Chongqing has a summer of crime fame

GENEVA, SWITZERLAND – Police in Chongqing in southwest China on Tuesday 14 August shot dead a bank robber. But this wasn’t any ordinary thief.

Chongqing is one of China’s largest cities and business centres, with a long economic history that includes it being the first inland commercial port in China that was opened to foreigners, in 1891. So it shouldn’t come as a surprise that the city has crimes on a scale larger than your average town, but the summer of 2012 is becoming noteworthy, first with the crime and then trial last week of Gu Kailai for murder, and now with the shooting death of China’s most wanted criminal. Gu Kailai, married to a wealthy and prominent politician, was tried for the murder of Neil Heywood, a 41-year-old British man, reportedly killed after they clashed on money matter. The court is expected to give its verdict Monday 20 August.

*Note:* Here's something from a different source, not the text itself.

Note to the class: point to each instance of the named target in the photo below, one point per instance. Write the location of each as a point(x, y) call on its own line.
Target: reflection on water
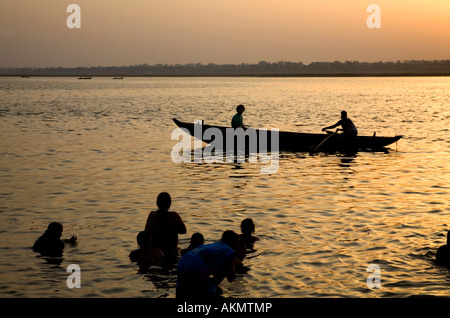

Zhou Kehua, 42, was tracked by police and caught in an alleyway near a shoe factory Tuesday, four days after his most recent bank robbery, where he killed a woman and injured two others. He was accused by the government of having killed nine people during a string of robberies carried out since 2004, a record that put him at the top of China’s most wanted list. China Daily carries a story about the huge medical bills that one of Zhou Kehua’s victim’s family will face after being critically injured in a shooting.